Et puis comment fait-on pour tracker une l’impact d’une campagne d’influence sur plusieurs années ? C’est très difficile.

Quels sont les avantages de l’influence en comparaison avec d’autres leviers ?

2 choses : des audiences énormes et un pouvoir de recommandation bien supérieur.

Comment faites-vous pour expliquer le pouvoir de recommandation d’un influenceur ? Une impression obtenue par un influenceur et une impression via de l’achat média se valent-elles ?

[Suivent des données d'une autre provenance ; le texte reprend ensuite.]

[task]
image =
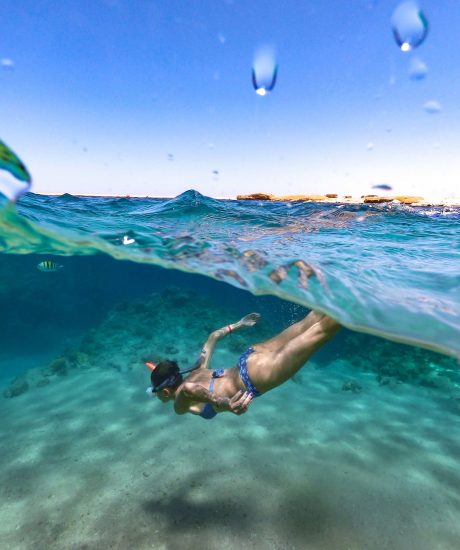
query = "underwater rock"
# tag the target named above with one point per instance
(17, 387)
(353, 386)
(58, 367)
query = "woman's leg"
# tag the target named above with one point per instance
(281, 339)
(269, 369)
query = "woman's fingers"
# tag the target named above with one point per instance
(241, 402)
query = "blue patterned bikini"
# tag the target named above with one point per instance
(208, 411)
(243, 368)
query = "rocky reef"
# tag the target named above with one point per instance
(173, 324)
(397, 363)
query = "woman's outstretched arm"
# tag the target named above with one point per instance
(208, 348)
(191, 392)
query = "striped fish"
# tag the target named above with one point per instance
(49, 266)
(10, 162)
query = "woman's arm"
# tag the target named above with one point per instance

Dernièrement, on a fait une campagne vidéo avec un influenceur pour Darty. La vidéo a été créée par l’influenceur et publiée sur sa page. On a obtenu environ 700 000 vues organiques.

Nous avons repris la même vidéo et l’avons publié sur la page de Darty. Nous avons obtenu, cette fois-ci, 1 million de vues obtenues en grande partie grâce à de l’achat média. En terme d’impression, on dépasse largement l’amplitude de notre influenceur.

Cependant, si l’on regarde des chiffres plus intéressants comme le taux de clics ou les achats, on a des différences allant de 1 à 10 voire de 1 à 20.

Et ça s’explique très simplement, d’un côté c’est du divertissement. De l’autre de la publicité.

Comment avez-vous vécu l’année 2020 ?

Catastrophique, bien évidemment. Le 1er confinement a été affreux pour nous. D’abord, une bonne partie de nos clients sont dans le secteur du voyage. Deuxièmement, l’influence est très liée à l’évènementiel. Enfin, en période de crise, la publicité est la première dépense qu’on coupe. Alors, ça a été très compliqué.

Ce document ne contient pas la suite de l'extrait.